Borys ma 12 lat i uwielbia aktywność fizyczną, historię wojskowości oraz czas spędzany z rówieśnikami. Jeszcze niedawno jego życie było wypełnione beztroską, sportem i kolekcjonowaniem militariów. Dziś zmaga się z poważną chorobą, która zmieniła codzienność całej jego rodziny.
Pasjonat historii i natury
Borys to chłopiec, który zawsze tryskał energią. W każdej wolnej chwili spędzał czas na świeżym powietrzu – grał w piłkę nożną, budował bazy z kolegami i wymyślał przygody w stylu survivalu. Fascynowała go historia wojskowości – od najmłodszych lat interesował się militariami i zbierał różne elementy wyposażenia wojskowego, które traktował jak skarby.
Rodzice wspominają, że weekendy najczęściej spędzali wspólnie, na wyjazdach poza miasto. Borys z zapałem uczestniczył w każdej aktywności, a jego entuzjazm do odkrywania świata był zaraźliwy.
Pierwsze niepokojące objawy
W kwietniu 2024 roku pojawiły się pierwsze symptomy, które zaniepokoiły rodzinę. Borys zaczął odczuwać ból biodra, promieniujący do uda.
"Myśleliśmy, że to przeciążenie albo drobny uraz – w końcu Borys nigdy się nie oszczędzał", wspomina mama.
Jednak po dwóch tygodniach bólu rodzice zdecydowali się na wizytę u ortopedy.

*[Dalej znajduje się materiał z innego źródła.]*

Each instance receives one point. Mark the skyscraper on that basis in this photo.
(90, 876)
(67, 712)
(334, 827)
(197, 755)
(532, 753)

Badania rentgenowskie i ultrasonograficzne nie wykazały niczego niepokojącego. Dopiero wyniki morfologii krwi wzbudziły niepokój lekarzy – wykryto leukopenię, czyli obniżoną liczbę białych krwinek. Borysa skierowano do poradni hematologicznej w Bydgoszczy.
Czas pełen niepewności
W poradni hematologicznej wykonano biopsję szpiku, która na szczęście wykluczyła zmiany nowotworowe. Jednak odpowiedzi wciąż brakowało. Rodzina została skierowana do poradni immunologicznej, ale pierwszą wizytę wyznaczono dopiero na listopad. W międzyczasie rodzice na własną rękę monitorowali wyniki badań.
Latem stan Borysa zaczął się pogarszać – hemoglobina spadła, a chłopiec czuł się coraz gorzej. Rodzice, zaniepokojeni brakiem postępów w diagnostyce, postanowili działać. W sierpniu udali się do poradni immunologicznej bez umówionej wizyty. Dzięki ich determinacji przeprowadzono kolejną biopsję szpiku, tym razem z trepanobiopsją.
Ostateczna diagnoza
Wyniki badań przyniosły diagnozę, która zmieniła życie Borysa i jego rodziny – chłopiec cierpi na rzadką postać białaczki o nieokreślonym fenotypie, łączącą cechy ostrej białaczki szpikowej (AML) i limfoblastycznej (ALL).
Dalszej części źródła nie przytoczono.